Surrounded by the carnage of A$33 billion in spending cuts and deferments, Treasurer Wayne Swan will today begin the job of selling his budget to a sceptical Australia.
Accused by the Opposition of "fiddling the books" even before revealing his strategy to parliament last night, Swan has promised to deliver a A$1.5 billion surplus in 2012-13, with more to follow.
"The deficit years of the global recession are behind us," he said.
"The surplus years are here."
Swan is marketing Australia as a nation of strength and resilience "walking tall" in a less robust world, while returning to Labor roots by using projected net annual revenues of A$3 billion - and rising - from the new resources rental tax to spread the benefits of the mining boom.
While hewing into government programmes, the public service, defence, and the wealthy, Swan freed more than one million workers from paying income tax by trebling the tax-free threshold to A$18,000, cut taxes for others, lifted a range of benefits and announced new family payments.
He also announced the first stage of a national disability insurance scheme, a dental programme for the low-paid, boosts for hospitals and aged care services, and increased spending on roads and rail.
Swan has economic and political need to succeed in his sales pitch.
Commentators and some senior business leaders have warned that insistence on a surplus could rebound on the economy.
Politically, the Government survives on a wafer-thin majority, with polls pointing to a landslide defeat at next year's election and renewed rumblings about the leadership of Prime Minister Julia Gillard.

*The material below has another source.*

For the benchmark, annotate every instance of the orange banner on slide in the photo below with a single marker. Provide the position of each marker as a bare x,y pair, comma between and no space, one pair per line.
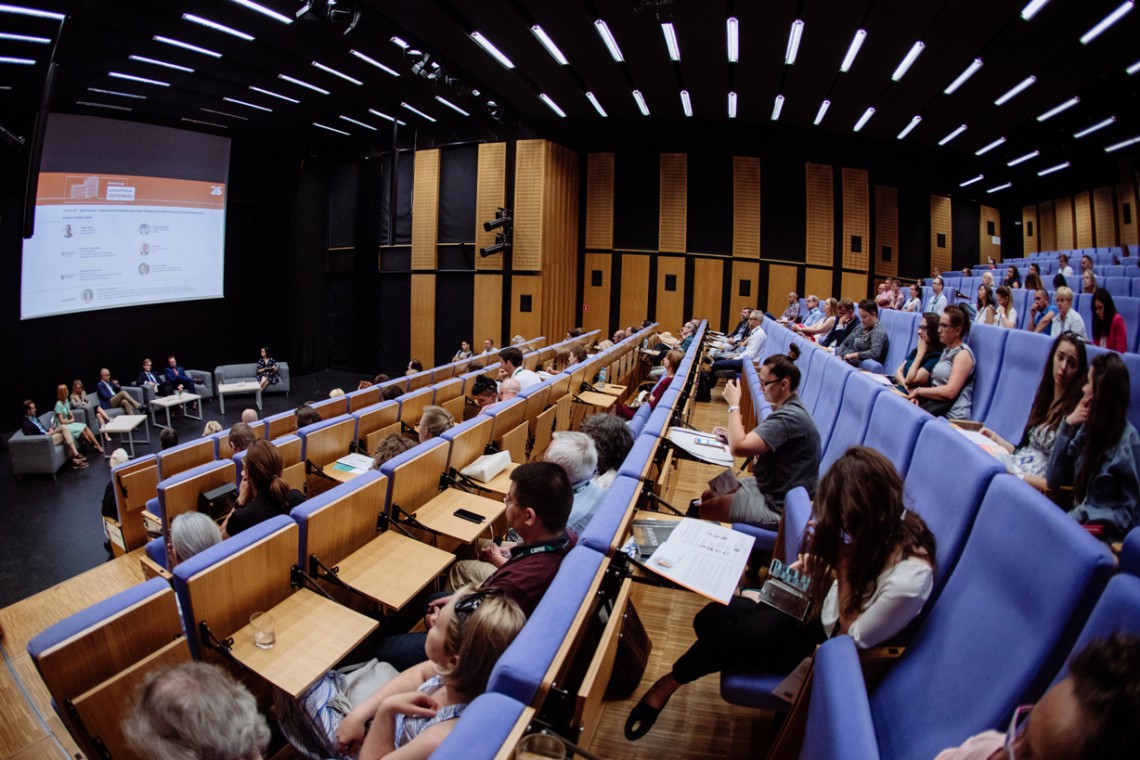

The budget also comes amid plummeting revenue - down a projected A$24 billion in the coming year and A$150 billion over the five years since the global financial crisis.
Budget forecasts predict economic growth of 3.5 per cent in 2012-13, slowing to 3 per cent the following year, with unemployment of 5.5 per cent for the next 24 months.
The Treasury also expects modest growth in consumer spending, little recovery in the housing market, subdued business investment outside the resources sector and sliding terms of trade over the next two years.
Swan announced spending cuts of A$33.6 billion, including reductions in the defence budget, clampdowns and cutbacks in welfare and pharmaceutical programmes, and a 4 per cent pruning in the public service.
But small businesses will be allowed to claim losses of up to A$1 million against tax they have paid in the previous two years. Swan announced new annual lump sum allowances of up to A$350 for struggling families, and a means-tested "schoolkids bonus" of A$410 for every primary school pupil and A$820 for secondary students.
"Ours is a country where people who work hard should get fairly rewarded," he said.